IV. When Your Time Comes, You’d Better Be Listening
by Jennifer Weatherly
[this is the fourth in the six part series–
read Nature Always Finds a Way Through from the beginning, here]
There was a light that sprang out from the middle of the street. I staggered when I saw it, because it happened right next to where I was standing, ran toward the sky parallel with my posture. I nearly stumbled off the sidewalk when it happened.
Honestly, for weeks, I’d assumed the hole in the pavement from which it’d emerged was the start of sinkhole. I’d even called the city about it, something I never do. Of course, they never followed up or got back to me. I hadn’t seen a city-stamped truck or van on that street even once.

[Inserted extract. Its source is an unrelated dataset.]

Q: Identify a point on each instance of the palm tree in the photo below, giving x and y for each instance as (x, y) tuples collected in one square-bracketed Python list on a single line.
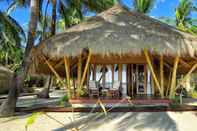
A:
[(72, 11), (183, 16), (11, 35), (143, 6), (8, 106)]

Maybe they knew all along what it was.
Whether or not they knew a thing, the light flowed through, and jumped up, and forced its way into the neighborhood and thereby the world. It was a single beam, round like a small PVC pipe of light; it was heavy, dynamic, and yet so gentle. It knew it was doing, even if the city didn’t.
I don’t recall why I’d been walking by at that time of night. It was late, or midnight-late, anyway. I was there, and so was a sort-of neighbor. He’d been standing out on his front porch. I didn’t know his name then, and I still don’t, but I often saw him outside smoking or watering his plants.
He wasn’t doing either of those things now, I noticed as I cast a glance his way. He was staring as intently as I’d been.
The light held steadily for several minutes, or for what felt like it. Much like everyone, I don’t wear a watch; I didn’t have my phone in my hand, either. Actually, it was the first time in a long time that I hadn’t.
You’d imagine, I found myself thinking, angelic music might pour from a light like that, or maybe extraterrestrial chatter, but there wasn’t anything of the sort.
There was, instead, one sentence, or statement, really. One statement delivered in a businesslike, matter-of-fact voice. It sounded like a woman’s voice, the kind of woman who would stand at the daïs of a lecture hall or sit at a mildly important front desk.
She—or, the voice—said:
What are you still looking down for? Look up.
And then the light snapped off. Vanished. The hole remained, steadfast as always, but its light was gone.
I looked at my sort-of neighbor again. He looked at me and shrugged.
Perhaps there was nothing to be said. I certainly couldn’t think of anything. So I did the same—I shrugged, waved at him, and walked away.
I don’t know why you have to look down to start looking up. Save for the would-be sinkhole, I’m not the most observant person; usually, I don’t look anywhere but straight ahead. All of it would probably have meant more if it’d shown up in a dream.
Maybe that’s why it didn’t, though. Maybe.